In the early postoperative situation, 41% of the physicians considered FET PET helpful. In patients with recurrent glioma, 95% of the referring physicians considered FET PET as important or very important for differentiating tumour recurrence from treatment-related changes (e.g., pseudoprogression and radionecrosis), for the estimation of the recurrent tumour’s extent, and 91% for the planning of additional surgery or radiotherapy. Approximately 50% of physicians rated FET PET as essential for treatment monitoring, especially in glioma patients undergoing chemotherapy. Again, a more detailed analysis revealed differences in the assessment of the various specialist groups for this indication. While 83% of the neurologists rated FET PET as important in this indication, the fraction of neurosurgeons was 43%, and that of the radiotherapists only 20% (p < 0.001). In patients with brain metastases, 68% of the physicians considered FET PET important or very important for identifying suspected recurrence, and 50 % for treatment monitoring.

Regarding the fraction of patients for whom FET PET was considered beneficial, the highest values were again achieved for diagnosing recurrent gliomas (68 ± 22%) (Table 2) and was around 50% for other indications. The value of advanced MR procedures for the various indications compared to FET PET was rated as important or very important by approx. 50% of the referrers (Table 3).

In the survey’s final question, 100% of the referring physicians stated that FET PET availability is very important and should be approved for routine use (Table 4). About 90% stated that the availability of FET PET at the FZJ is sufficient for their needs and that FET PET needs to be available in specialised centres only.

4. Discussion

The study’s rationale was to obtain information on the clinical acceptance of FET PET in brain tumour diagnosis in an environment that reflects the clinical needs for this examination. The PET facility, which includes a cyclotron and a radiochemistry department, located at the FZJ, is not part of a single university hospital. Instead, it is open to neuro-oncological departments from several university hospitals and specialised centres. Since clinicians are usually under considerable time pressure when assessing the best medical treatment for their patients, they prefer to avoid examinations of little help in the clinical decision-making process. This particularly applies to examinations not available in their clinic. Therefore, there is a high probability that the referral spectrum at our institution reflects the clinical need for FET PET in decisive diagnostic questions, which an MRI did not answer satisfactorily.

First, we would like to emphasise that the considerable increase in the number of FET PET examinations, especially in the last decade, is a strong indicator of the clinical relevance of amino acid PET in brain tumour diagnostics (Figure 1) and the referring clinicians appear to benefit significantly from this information during the clinical decision-making process.

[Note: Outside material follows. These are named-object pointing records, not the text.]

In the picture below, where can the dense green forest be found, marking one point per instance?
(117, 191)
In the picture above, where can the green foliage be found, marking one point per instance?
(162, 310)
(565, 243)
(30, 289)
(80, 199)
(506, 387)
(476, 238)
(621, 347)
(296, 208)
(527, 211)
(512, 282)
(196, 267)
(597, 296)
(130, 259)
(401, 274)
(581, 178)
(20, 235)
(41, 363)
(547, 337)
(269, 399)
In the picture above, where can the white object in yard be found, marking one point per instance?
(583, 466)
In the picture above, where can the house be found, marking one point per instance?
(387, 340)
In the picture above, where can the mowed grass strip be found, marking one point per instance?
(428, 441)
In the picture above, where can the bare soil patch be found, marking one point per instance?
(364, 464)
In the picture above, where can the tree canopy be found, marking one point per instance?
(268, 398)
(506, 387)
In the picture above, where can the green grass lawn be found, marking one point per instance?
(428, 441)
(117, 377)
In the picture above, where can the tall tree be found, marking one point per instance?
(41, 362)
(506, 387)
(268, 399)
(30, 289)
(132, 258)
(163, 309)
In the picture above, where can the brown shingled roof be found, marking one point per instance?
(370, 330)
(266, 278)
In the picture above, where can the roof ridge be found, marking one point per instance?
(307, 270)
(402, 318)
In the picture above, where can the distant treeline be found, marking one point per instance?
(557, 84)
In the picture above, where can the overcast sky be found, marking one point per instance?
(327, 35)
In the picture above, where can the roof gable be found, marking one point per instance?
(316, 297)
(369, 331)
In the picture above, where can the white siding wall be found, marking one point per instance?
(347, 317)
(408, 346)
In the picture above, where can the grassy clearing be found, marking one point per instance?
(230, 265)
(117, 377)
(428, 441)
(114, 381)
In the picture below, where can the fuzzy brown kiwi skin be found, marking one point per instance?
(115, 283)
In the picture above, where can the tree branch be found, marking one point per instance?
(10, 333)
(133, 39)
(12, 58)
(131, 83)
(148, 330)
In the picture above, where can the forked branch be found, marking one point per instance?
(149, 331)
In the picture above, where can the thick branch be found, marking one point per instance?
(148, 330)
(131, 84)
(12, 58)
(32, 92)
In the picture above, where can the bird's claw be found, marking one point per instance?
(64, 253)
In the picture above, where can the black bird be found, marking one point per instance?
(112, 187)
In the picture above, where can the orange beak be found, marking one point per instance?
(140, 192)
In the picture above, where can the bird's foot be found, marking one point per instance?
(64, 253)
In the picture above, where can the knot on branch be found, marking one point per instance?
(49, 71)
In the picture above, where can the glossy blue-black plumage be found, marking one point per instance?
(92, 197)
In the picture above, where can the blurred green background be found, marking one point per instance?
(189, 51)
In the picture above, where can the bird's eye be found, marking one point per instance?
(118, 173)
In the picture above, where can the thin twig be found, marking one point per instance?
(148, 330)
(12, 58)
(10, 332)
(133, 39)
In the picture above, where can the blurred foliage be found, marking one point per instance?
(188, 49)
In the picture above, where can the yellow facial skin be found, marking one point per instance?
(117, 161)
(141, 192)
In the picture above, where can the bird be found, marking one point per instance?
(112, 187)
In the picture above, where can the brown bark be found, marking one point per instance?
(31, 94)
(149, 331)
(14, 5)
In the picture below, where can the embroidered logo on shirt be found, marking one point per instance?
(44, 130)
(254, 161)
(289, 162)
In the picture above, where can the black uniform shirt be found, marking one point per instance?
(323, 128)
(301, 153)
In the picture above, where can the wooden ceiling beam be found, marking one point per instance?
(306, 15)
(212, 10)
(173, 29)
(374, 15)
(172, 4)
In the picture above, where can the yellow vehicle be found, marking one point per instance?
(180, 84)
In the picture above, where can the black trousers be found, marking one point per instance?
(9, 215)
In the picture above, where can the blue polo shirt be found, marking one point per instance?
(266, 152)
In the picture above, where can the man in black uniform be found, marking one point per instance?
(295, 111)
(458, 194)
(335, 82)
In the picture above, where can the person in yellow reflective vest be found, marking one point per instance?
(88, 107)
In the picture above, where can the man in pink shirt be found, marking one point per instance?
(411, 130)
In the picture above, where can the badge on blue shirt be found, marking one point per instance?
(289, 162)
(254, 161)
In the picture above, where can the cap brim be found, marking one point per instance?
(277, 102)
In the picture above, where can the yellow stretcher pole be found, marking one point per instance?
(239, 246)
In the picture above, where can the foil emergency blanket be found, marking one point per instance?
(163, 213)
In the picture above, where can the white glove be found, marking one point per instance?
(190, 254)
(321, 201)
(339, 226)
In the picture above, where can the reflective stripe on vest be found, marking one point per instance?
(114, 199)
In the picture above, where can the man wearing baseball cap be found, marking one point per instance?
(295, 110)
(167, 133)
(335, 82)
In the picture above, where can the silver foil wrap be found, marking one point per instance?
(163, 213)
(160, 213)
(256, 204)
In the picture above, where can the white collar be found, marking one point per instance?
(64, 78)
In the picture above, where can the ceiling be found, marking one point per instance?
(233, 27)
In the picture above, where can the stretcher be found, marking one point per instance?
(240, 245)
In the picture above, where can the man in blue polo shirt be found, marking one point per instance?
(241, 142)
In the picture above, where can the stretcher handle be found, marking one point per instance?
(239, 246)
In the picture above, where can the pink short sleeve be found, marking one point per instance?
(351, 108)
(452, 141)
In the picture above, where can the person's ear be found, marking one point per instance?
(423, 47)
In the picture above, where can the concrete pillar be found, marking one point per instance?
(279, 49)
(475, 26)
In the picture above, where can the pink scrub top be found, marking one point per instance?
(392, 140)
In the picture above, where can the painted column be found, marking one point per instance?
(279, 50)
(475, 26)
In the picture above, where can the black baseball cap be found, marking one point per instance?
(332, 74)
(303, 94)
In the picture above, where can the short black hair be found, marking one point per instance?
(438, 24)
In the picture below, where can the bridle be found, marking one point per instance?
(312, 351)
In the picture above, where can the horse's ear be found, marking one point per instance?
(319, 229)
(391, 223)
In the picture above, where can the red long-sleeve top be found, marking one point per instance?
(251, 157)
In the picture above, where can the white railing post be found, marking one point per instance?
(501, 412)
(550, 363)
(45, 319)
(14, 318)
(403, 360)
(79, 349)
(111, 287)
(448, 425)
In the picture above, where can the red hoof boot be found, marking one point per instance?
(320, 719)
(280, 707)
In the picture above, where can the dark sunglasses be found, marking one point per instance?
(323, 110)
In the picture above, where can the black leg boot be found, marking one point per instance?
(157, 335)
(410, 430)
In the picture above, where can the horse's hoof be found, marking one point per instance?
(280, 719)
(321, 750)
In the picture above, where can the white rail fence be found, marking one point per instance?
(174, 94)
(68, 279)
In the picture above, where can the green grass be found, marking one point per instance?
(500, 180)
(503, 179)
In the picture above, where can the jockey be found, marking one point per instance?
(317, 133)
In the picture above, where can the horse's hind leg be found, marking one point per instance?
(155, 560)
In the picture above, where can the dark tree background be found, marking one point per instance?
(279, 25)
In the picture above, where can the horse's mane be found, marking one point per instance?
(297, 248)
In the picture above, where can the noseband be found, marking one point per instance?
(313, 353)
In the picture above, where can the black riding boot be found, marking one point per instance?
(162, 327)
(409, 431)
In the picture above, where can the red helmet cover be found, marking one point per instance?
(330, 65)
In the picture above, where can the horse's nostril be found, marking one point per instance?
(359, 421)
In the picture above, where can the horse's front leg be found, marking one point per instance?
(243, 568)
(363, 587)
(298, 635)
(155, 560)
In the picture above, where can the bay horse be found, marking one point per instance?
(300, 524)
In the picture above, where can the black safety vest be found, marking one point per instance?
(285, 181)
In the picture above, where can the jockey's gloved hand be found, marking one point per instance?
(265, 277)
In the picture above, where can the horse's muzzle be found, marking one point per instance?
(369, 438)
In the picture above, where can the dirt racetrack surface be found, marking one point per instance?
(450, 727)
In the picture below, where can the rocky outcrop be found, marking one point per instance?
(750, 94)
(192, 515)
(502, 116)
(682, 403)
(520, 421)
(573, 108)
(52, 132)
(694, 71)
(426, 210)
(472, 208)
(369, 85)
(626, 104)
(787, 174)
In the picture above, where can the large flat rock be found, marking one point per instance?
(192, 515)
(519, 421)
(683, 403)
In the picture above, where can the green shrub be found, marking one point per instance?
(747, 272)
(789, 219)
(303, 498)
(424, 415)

The analysis of the referral spectrum shows that differentiating tumour progression or recurrence from treatment-related changes in patients with glioma is considered the most important indication for FET PET (Figure 2). In recent years, recurrence diagnosis in brain metastases has played an increasing role. Consequently, the diagnosis of tumour recurrence in general accounts for about 59% of all indications. This finding is consistent with a recent study investigating the impact of FET PET/MRI on the clinical management of brain tumour patients [13]. In that study, the proportion of patients with suspected glioma recurrence accounted for 70% of examinations, and FET PET/MRI changed clinical management in 46% of the cases. Accordingly, 95% of all referring physicians in our survey rated FET PET as being important or very important for decision making in recurrent gliomas (Table 1).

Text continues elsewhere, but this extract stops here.